The bad news is that the great majority of hearing loss is age-related, and once hearing loss begins it usually continues to get worse. More men have hearing loss than women, and usually men start to lose their hearing earlier than women. And typically, the higher frequency sounds so important for understanding speech are more affected than lower frequencies.
The effects of hearing loss can be very serious, especially over time. At first people with hearing loss may just seem less sharp or less engaged in conversation. Next, they often become isolated, avoiding social situations their hearing has made increasingly awkward. Then they find themselves falling. Maintaining balance is a complex process that uses clues from the inner ear, from nerves in the feet, and from the sounds around us. It is an established fact that people with poor hearing fall more than the general population. The most horrific outcome of poor hearing can be dementia or Alzheimer’s disease. When people become isolated, they don't get sufficient mental stimulation and the brain begins to atrophy.
As Benjamin Franklin famously put it, "An ounce of prevention is worth a pound of cure." But maybe that's understating this situation.

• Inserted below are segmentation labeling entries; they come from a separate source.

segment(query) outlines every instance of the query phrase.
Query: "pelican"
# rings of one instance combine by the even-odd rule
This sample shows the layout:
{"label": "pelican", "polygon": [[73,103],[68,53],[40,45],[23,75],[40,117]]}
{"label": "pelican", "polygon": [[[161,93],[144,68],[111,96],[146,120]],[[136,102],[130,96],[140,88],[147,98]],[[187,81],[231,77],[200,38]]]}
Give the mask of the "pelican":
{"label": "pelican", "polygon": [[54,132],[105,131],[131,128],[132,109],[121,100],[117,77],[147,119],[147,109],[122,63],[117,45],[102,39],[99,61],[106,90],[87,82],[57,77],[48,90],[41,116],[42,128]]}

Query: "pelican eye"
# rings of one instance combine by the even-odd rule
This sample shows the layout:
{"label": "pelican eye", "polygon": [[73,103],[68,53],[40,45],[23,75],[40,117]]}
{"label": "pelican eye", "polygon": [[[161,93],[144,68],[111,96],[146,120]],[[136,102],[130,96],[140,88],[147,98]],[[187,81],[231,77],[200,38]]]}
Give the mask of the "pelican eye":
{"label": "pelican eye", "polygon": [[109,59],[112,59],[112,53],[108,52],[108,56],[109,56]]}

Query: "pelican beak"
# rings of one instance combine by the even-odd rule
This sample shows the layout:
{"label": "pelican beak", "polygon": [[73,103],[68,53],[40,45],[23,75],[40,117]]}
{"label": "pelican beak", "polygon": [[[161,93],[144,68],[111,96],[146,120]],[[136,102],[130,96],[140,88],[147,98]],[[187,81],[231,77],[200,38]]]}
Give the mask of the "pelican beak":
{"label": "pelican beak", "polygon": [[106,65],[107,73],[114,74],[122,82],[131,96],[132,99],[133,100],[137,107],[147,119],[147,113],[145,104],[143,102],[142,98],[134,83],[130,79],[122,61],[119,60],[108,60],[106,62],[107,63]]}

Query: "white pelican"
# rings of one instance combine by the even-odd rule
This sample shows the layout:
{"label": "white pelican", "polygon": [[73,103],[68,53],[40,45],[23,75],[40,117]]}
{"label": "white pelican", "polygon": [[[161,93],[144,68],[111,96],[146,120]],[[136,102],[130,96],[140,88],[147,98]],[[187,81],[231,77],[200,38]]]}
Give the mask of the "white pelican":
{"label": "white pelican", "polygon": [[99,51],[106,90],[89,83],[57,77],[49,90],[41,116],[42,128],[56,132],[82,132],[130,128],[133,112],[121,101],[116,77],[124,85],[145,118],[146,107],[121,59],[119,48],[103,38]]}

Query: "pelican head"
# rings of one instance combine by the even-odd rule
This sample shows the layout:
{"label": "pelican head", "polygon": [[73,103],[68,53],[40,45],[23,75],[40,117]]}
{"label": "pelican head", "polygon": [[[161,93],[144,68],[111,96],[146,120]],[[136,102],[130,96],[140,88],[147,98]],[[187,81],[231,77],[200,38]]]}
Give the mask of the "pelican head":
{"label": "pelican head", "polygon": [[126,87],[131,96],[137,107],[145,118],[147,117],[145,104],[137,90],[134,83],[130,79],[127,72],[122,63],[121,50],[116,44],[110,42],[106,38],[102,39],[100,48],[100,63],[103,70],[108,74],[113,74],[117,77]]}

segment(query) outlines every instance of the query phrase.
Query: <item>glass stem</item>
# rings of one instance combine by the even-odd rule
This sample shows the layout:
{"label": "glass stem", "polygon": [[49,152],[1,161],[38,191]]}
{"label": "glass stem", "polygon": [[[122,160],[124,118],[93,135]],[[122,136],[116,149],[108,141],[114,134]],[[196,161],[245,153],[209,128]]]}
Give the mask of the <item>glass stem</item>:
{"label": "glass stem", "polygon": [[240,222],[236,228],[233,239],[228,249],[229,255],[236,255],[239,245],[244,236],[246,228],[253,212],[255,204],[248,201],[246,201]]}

Most hearing aids weigh about one twentieth of an ounce, but they can be mighty, enabling a robust, engaged life and preventing serious calamities.
 Estimates vary, but 20% is probably conservative, and is based on Frank R. Lin, John K. Niparko, et al. "Hearing Loss Prevalence in the United States" Archives of Internal Medicine vol. 171, no. 20 (2011):1851-1853, which puts the figure at 20.3%. Another important study calculated that 31% of the population had high frequency hearing loss of at least 25 dBHL (Sergei Kochkin, "MarkeTrak VIII: 25-Year Trends in the Hearing Health Market" Hearing Review [Oct. 1, 2009]).
 Forty-eight percent of men with hearing loss first noticed it before the age of 40, while only 40% of women with hearing loss first noticed it before turning 40. These figures come from the National Institute on Deafness and Other Communication Disorders, a member of the National Institutes of Health.